A letter from Assistant Commerce Secretary Robert Shepherd, as chairman of an inter-agency textile committee, is expected to be signed on Monday, and published in the Federal Register on Wednesday.

The quotas will be effective for the period May 31, 1979, through May 30, 1980. Officials explained that while an actual customs tally connot begin until publication of the directive in the Federal Register, any shipments from May 31 through the publication date will later be counted against quota limits.

Thursday was the date on which Special Trade Representative Robert S. Strauss, failing to reach a bilateral agreement with representatives of the Peoples Republic in Peking, notified Foreign Trade Minister Li Qiang in a formal letter of the U.S. intention to apply unilateral textile quotas.

The quotas will be on cotton gloves, 2.946,006 dozen pairs; cotton blouses, 535,569 dozen; cotton shirts, non-knit, 354,613 dozen; and man-made fiber sweaters, 334,834 dozen.

The significance of the May 31 date is that it throws the Chinese quota back to a base year ending March 1979. The base is calculated on the first 12 of the prior 14 months.
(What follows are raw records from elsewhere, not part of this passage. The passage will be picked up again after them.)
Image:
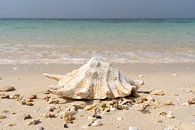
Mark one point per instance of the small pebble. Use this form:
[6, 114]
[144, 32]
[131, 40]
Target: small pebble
[133, 128]
[84, 127]
[6, 88]
[158, 92]
[28, 116]
[32, 96]
[170, 115]
[185, 104]
[119, 118]
[159, 121]
[168, 102]
[40, 128]
[4, 96]
[171, 128]
[29, 104]
[53, 101]
[12, 124]
[34, 122]
[2, 117]
[15, 96]
[96, 123]
[65, 126]
[50, 115]
[97, 116]
[174, 74]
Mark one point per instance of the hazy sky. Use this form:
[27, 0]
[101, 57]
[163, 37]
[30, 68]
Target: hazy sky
[97, 8]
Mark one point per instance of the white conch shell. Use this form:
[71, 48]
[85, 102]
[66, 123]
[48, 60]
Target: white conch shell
[94, 80]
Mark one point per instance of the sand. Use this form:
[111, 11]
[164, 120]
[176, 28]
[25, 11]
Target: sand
[176, 81]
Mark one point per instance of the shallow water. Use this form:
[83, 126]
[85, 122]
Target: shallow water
[116, 40]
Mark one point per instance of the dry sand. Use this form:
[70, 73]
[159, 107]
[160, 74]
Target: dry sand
[176, 80]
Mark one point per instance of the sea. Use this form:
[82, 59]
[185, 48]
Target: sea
[115, 40]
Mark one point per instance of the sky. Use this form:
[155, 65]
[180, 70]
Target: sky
[97, 8]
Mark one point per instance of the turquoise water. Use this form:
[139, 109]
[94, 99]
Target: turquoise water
[117, 40]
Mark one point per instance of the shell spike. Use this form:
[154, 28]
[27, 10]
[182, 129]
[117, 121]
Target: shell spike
[53, 76]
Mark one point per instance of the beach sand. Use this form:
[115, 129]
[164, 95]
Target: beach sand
[176, 80]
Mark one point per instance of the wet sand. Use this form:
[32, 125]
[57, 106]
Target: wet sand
[176, 80]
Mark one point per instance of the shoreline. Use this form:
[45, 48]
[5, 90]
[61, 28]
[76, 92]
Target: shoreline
[173, 78]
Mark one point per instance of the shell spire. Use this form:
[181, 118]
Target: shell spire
[95, 80]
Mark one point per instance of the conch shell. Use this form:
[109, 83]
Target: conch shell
[94, 80]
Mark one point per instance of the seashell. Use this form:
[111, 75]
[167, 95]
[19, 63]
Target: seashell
[94, 80]
[7, 88]
[133, 128]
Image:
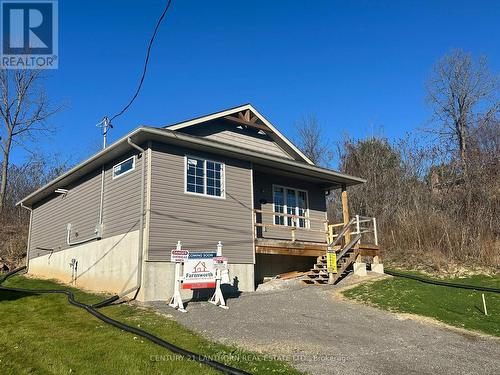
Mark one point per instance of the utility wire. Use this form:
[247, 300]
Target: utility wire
[158, 23]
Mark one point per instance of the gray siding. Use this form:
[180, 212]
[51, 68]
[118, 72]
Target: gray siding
[226, 132]
[263, 200]
[80, 207]
[199, 221]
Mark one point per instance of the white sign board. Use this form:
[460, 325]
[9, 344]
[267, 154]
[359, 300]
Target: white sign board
[199, 271]
[220, 263]
[177, 256]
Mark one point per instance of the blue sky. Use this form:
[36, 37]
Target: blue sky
[359, 66]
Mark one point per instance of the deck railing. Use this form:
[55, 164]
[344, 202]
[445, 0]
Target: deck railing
[292, 229]
[361, 225]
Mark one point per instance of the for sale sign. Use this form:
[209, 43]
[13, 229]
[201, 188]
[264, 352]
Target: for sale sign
[199, 271]
[220, 263]
[179, 256]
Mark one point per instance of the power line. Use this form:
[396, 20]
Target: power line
[158, 23]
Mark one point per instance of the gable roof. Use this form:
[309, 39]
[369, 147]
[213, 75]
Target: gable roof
[143, 134]
[253, 119]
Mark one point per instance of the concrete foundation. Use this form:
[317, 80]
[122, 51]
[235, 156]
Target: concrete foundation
[108, 265]
[270, 265]
[377, 267]
[359, 269]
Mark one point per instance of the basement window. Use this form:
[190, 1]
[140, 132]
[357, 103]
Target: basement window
[204, 177]
[124, 167]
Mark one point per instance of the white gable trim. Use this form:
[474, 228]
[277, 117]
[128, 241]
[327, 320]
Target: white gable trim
[231, 111]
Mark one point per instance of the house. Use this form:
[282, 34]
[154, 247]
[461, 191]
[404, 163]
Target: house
[230, 176]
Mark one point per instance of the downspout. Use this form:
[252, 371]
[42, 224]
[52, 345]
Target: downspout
[29, 236]
[141, 221]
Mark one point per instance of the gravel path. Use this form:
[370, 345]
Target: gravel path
[321, 334]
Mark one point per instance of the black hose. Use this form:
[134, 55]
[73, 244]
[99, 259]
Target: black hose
[91, 309]
[106, 302]
[443, 283]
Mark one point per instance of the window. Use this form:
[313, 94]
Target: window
[204, 177]
[124, 167]
[292, 202]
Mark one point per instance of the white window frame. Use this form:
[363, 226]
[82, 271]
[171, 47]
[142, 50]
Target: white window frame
[204, 194]
[285, 207]
[124, 173]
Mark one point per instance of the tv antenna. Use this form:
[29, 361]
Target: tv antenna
[105, 125]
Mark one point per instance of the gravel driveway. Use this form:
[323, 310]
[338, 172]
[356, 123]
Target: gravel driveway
[321, 334]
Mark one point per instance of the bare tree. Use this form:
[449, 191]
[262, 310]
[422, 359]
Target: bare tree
[462, 93]
[24, 109]
[311, 140]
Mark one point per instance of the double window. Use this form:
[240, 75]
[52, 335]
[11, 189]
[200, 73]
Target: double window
[124, 167]
[205, 177]
[291, 202]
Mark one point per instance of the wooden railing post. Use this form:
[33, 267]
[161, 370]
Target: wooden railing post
[345, 212]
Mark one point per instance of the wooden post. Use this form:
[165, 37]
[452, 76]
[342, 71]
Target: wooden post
[345, 212]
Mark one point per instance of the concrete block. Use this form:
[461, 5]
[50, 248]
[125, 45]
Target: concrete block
[378, 267]
[108, 265]
[359, 269]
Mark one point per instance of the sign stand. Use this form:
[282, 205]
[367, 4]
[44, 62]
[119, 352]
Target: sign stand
[218, 298]
[176, 301]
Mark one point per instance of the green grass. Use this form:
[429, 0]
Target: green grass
[45, 335]
[458, 307]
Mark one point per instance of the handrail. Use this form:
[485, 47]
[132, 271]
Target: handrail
[348, 247]
[289, 215]
[342, 232]
[360, 229]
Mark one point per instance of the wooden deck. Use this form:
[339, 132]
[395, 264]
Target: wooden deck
[311, 249]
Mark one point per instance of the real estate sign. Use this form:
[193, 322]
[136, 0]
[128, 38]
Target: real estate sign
[199, 270]
[178, 255]
[331, 261]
Peking had been boosting its exports in recent months in anticipation of import limits, hoping that the heavy sales in the past couple of months would be counted in the base.

Strauss' letter to Minister Li indicated that China had had precise forewarning of the exact quota limits the United States would apply, as a way of averting "market disruption." Without quotas, the U.S. feared that markets here would be flooded with Chinese textiles.

The letter reflected a friendly tone, and assured China on behald of President Carter that the United States would do all possible to resolve differences on the textle problem. Strauss assured Minister Li that the United States was prepared to continue negotiations for a bilateral deal at the earliest possible moment.